Performance issues
Opened this issue · 3 comments
Hey @djcunningham0. First, congrats for the amazing repo / project!
I'm opening this issue to discuss some improvements in the process_data
algorithm.
I run a dataset of ~ 70k rows (matches) and it takes >140 minutes to finish.
Maybe we can do some changes to speed up things? Maybe use Numba?
Insights:
https://python.plainenglish.io/a-solution-to-boost-python-speed-1000x-times-c9e7d5be2f40
https://towardsdatascience.com/how-to-make-your-pandas-operation-100x-faster-81ebcd09265c
This is a fair point. I didn't write the code with huge datasets like that in mind so I'm sure there are some performance gains to be had. Maybe Numba is a part of the solution. I hadn't heard of it but it sounds interesting.
The best way to improve performance would be to find a way to parallelize the computations, but unfortunately I don't see an obvious way of doing that. Each calculation is potentially affected by the one that came before it, so I'm not sure how you'd identify which computations could be run in parallel.
Anyway, if I get some time to work on this I'll check out Numba and maybe test out some code changes. If you do any experimenting feel free to document here or open a PR.
By the way, this doesn't exactly address the performance issues but there is an option for batch processing that can help with large datasets in some cases. Basically, process data as it comes in and save the results, then read in the saved results and process only the new data the next time it comes in. This way you don't have to process all data from the beginning each time. See the "saving and loading ratings / batch processing" section of the demo notebook for details.
Just wanted to make this note here in case it's helpful to anyone who comes across this thread.
Numba and strict use of numpy can improve performance for sure.
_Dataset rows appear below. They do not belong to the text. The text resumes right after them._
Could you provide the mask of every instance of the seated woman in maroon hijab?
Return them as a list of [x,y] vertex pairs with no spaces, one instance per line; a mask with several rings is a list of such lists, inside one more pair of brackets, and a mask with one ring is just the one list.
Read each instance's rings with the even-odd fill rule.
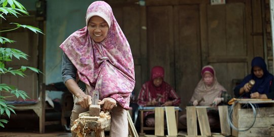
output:
[[[211,65],[204,66],[201,75],[202,77],[195,88],[188,106],[216,106],[222,104],[227,104],[231,96],[218,82],[213,67]],[[220,121],[218,111],[209,111],[208,116],[212,130],[219,129]],[[179,121],[186,128],[186,115],[180,116]]]
[[[163,81],[164,71],[162,67],[155,66],[151,71],[151,80],[142,86],[138,96],[138,104],[142,107],[178,106],[180,97],[174,89]],[[154,126],[154,114],[147,112],[144,114],[147,126]]]

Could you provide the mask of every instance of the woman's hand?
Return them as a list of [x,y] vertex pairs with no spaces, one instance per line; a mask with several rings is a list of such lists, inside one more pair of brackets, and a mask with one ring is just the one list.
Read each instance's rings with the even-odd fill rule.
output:
[[166,101],[163,104],[161,105],[161,106],[173,106],[173,102],[172,101]]
[[86,95],[84,92],[81,94],[76,95],[78,98],[77,103],[81,105],[81,107],[84,109],[89,108],[89,105],[91,105],[91,96]]
[[223,97],[216,97],[214,98],[214,100],[213,100],[213,102],[212,103],[214,106],[217,106],[221,101],[224,101]]
[[245,90],[245,92],[249,92],[249,90],[250,90],[251,87],[249,86],[249,84],[248,83],[246,83],[245,85],[244,86],[244,90]]
[[198,104],[199,104],[199,103],[198,102],[198,100],[197,100],[197,99],[194,100],[193,102],[192,103],[192,105],[193,105],[194,106],[196,106],[198,105]]
[[106,97],[104,98],[101,101],[99,100],[98,102],[98,105],[101,105],[103,104],[103,111],[111,110],[116,105],[116,100],[112,97]]
[[147,106],[158,106],[158,102],[156,101],[155,98],[153,98],[152,101],[148,102],[147,103]]
[[261,94],[258,92],[254,92],[253,93],[250,94],[250,98],[261,98]]

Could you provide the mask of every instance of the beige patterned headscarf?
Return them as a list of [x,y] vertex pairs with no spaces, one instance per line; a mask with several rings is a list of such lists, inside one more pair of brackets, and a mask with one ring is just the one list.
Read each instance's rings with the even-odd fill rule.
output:
[[[206,85],[203,82],[203,77],[204,74],[207,73],[211,74],[214,77],[213,84],[211,86]],[[218,82],[215,71],[212,66],[204,66],[201,70],[201,75],[202,78],[195,88],[190,101],[193,102],[196,99],[199,101],[203,97],[204,101],[201,101],[198,105],[201,106],[210,106],[213,102],[214,98],[221,97],[222,91],[226,91],[226,90]]]

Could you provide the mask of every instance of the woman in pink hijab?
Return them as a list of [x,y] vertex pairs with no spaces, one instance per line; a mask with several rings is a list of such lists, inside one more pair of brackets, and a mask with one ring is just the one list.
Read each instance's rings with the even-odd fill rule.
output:
[[[218,82],[214,68],[211,65],[204,66],[201,70],[201,79],[194,89],[188,106],[216,106],[227,104],[231,98],[226,90]],[[218,111],[208,112],[212,129],[220,128]],[[186,127],[186,115],[179,118],[179,121]]]
[[[155,66],[151,71],[151,80],[142,86],[138,96],[138,104],[142,107],[179,106],[180,96],[169,84],[163,81],[164,71],[162,67]],[[154,114],[144,114],[147,126],[154,127]]]
[[[126,110],[135,84],[129,45],[106,2],[97,1],[89,6],[86,23],[60,46],[64,53],[63,80],[75,98],[71,125],[79,114],[88,111],[91,95],[96,90],[101,100],[98,105],[112,110],[111,136],[127,136]],[[85,93],[77,79],[84,83]]]

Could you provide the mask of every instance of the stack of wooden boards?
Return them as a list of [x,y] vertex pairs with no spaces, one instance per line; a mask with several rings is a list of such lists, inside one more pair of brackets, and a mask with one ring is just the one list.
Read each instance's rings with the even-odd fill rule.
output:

I have a MultiElo setup which satisfies a lot of the same requirements (zero-sum, etc) which can run > 300k matches in under 10seconds so am surprised to hear this version takes >140mins!
Also using polars over pandas can be a big speed improvement also. When I used pandas it would take ~20 mins, swapping to polars was ~10mins, numpy only ~15seconds, swapping to numba was ~10seconds - can help with any of this if required. I'd open source my version but it's very entwined with the rest of my project.